Voilà qui n’avait pas l’air intéressant. Elle testa la poignée sans succès, fronça le nez. C’était donc ça, le monde impair ? Un couloir avec un papier peint de mamie et des portes aux noms ennuyeux ? Lydia et Céline pouvaient bien faire les belles avec ça, cela n’avait rien de palpitant. Esther avait cependant tant rêvé de cet instant qu’elle se refusait à faire si rapidement demi-tour. Le couloir semblait dépourvu d’autres portes, mais elle ne pouvait en voir le bout et décida de poursuivre son exploration. Pendant un long moment – Quelques minutes sans doute ? Ou peut-être plus ? – rien ne vint rompre la monotonie de la tapisserie rouge sur le mur, des appliques en verre brossé. Soudain, un frôlement caressa la jambe d’Esther et elle poussa une exclamation de surprise. Une plante poussait entre les dalles, qu’elle avait touchée par inadvertance.

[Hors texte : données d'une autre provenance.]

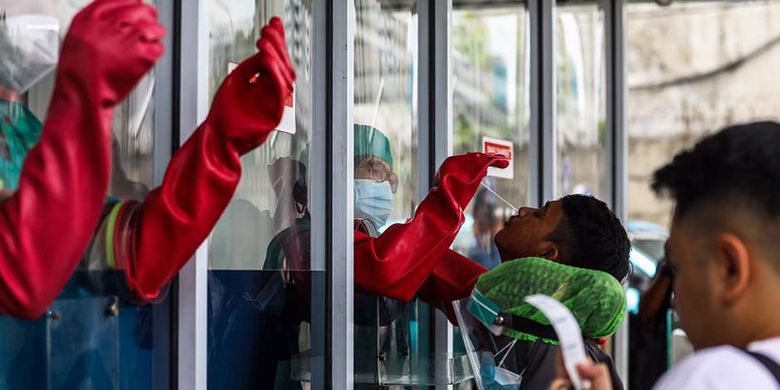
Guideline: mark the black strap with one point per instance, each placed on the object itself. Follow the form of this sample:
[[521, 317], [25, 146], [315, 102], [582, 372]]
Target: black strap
[[525, 325], [768, 362]]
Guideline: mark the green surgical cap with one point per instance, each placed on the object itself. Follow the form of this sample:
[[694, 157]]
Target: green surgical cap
[[595, 298], [369, 141]]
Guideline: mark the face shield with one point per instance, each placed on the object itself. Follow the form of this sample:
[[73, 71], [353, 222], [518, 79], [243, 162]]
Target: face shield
[[503, 314]]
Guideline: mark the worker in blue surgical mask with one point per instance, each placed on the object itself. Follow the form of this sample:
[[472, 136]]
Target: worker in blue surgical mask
[[375, 182]]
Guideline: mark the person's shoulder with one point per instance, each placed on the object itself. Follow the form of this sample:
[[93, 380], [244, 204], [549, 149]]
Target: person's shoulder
[[723, 367]]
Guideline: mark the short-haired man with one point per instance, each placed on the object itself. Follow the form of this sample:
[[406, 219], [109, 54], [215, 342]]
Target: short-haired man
[[723, 249]]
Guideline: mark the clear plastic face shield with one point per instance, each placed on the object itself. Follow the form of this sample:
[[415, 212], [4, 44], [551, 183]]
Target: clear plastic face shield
[[486, 347], [490, 348]]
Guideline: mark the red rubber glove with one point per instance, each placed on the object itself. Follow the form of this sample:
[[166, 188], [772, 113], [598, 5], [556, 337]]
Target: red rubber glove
[[452, 279], [47, 224], [201, 178], [397, 263]]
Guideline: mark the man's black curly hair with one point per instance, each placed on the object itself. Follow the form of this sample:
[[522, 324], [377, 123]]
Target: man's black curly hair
[[739, 164], [591, 236]]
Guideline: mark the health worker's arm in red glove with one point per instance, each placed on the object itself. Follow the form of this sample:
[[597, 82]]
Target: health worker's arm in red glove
[[154, 239], [397, 263], [46, 225], [452, 279]]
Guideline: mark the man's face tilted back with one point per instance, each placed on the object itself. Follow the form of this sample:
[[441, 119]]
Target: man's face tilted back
[[724, 244], [576, 230], [525, 234]]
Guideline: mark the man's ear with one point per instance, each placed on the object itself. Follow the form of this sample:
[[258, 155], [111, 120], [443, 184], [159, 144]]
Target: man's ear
[[733, 261], [548, 250]]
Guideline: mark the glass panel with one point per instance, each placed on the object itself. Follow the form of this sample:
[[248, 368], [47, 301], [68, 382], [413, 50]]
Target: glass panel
[[580, 87], [693, 68], [71, 350], [23, 110], [390, 343], [266, 299], [491, 102]]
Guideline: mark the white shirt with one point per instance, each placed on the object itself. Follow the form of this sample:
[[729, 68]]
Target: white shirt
[[724, 368]]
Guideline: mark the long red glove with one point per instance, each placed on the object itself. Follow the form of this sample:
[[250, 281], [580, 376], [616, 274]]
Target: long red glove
[[452, 279], [397, 263], [46, 225], [201, 178]]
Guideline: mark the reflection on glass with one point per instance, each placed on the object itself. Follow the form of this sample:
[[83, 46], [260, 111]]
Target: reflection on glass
[[490, 102], [265, 296], [386, 330], [83, 345], [692, 69], [580, 75]]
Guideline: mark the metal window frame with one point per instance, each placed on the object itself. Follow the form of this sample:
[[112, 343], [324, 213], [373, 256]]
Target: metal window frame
[[618, 142], [435, 134], [546, 111], [340, 175], [165, 318], [192, 90], [318, 179]]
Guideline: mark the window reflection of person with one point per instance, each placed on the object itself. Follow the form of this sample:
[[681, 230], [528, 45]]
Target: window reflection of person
[[486, 225], [375, 181], [382, 323], [256, 317]]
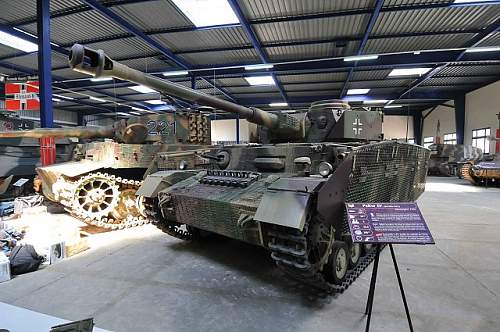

Dressée sur une longue tige, ses feuilles s’enroulaient en spirale, au coeur desquelles des boutons s’ouvraient sur des bouquets d’étamines jaune vif. Lorsqu’Esther se pencha vers elle pour mieux l’observer, curieuse, la plante émit une sphère lumineuse. Elle tourbillonna autour d’elle. Émerveillée, la petite fille tendit la main pour l’effleurer. Ses doigts ne rencontrèrent rien de tangible, juste une sensation diffuse et enveloppante de chaleur. A son ravissement, l’orbe prit une teinte bleue céruléenne. Sa lueur projetait aux alentours une aura azure irréelle, donnant aux lieux une allure de fond d'océan. La sphère suivit quelques instants les mouvements d’Esther avant de disparaître. La déception emplit l’enfant. Jamais elle n'avait vu une chose plus incroyable et merveilleuse.

Une autre plante poussait plus loin dans une fissure du sol. Esther s’en approcha et fourragea dans les feuilles. A son ravissement, une nouvelle orbe se forma et esquissa de larges cercles dans l’air. Esther courut dans la direction des plantes suivantes en riant aux éclats. Bientôt, une dizaine de sphères colorées entourèrent la fillette. Les plantes se faisaient plus nombreuses dans le couloir, poussant en désordre le long des murs. Esther tournait joyeusement sur elle-même, toute entourée d’orbes lumineuses et scintillantes.

La danse aérienne des sphères se figea subitement. Elles restèrent suspendues dans le vide un instant, immobiles, puis prirent une coloration rouge vif et fusèrent en tous sens. Surprise, Esther sursauta. Un pincement violent lui perça la nuque.

— Aïe ! s’exclama-t-elle.

Elle porta vivement la main à son cou. Une araignée courut sur son bras, rasant son nez. Esther poussa un cri horrifié et secoua sa manche en tous sens. L’affreuse bestiole chuta pour s’enfuir en courant sur le sol, disparaissant sous le lierre qui poussait entre les pierres. Esther eut une moue dégoutée.

— Beurk beurk.

Elle pivota sur elle-même. Les lieux n’étaient plus éclairés que par la lumière diffuse des appliques. Esther ne distinguait plus la porte par laquelle elle était arrivée. Le couloir s’étendait à perte de vue dans les deux directions. Dans son empressement à suivre les orbes lumineuses, Esther n’avait pas réalisé s’être autant éloignée. Un frisson d’appréhension lui parcourut le dos, qu’elle repoussa au loin. Que diraient les autres à la voir effrayée à la première difficulté ? Sans doute se moqueraient-ils d’elle, affirmeraient-ils qu’elle était incapable d’affronter le monde impair. Esther carra les épaules et redressa le nez. Elle n’avait pas peur et savait se débrouiller. Elle n’avait qu’à remonter le couloir par là où elle était venue, voilà tout, et elle retomberait bien sur la sortie.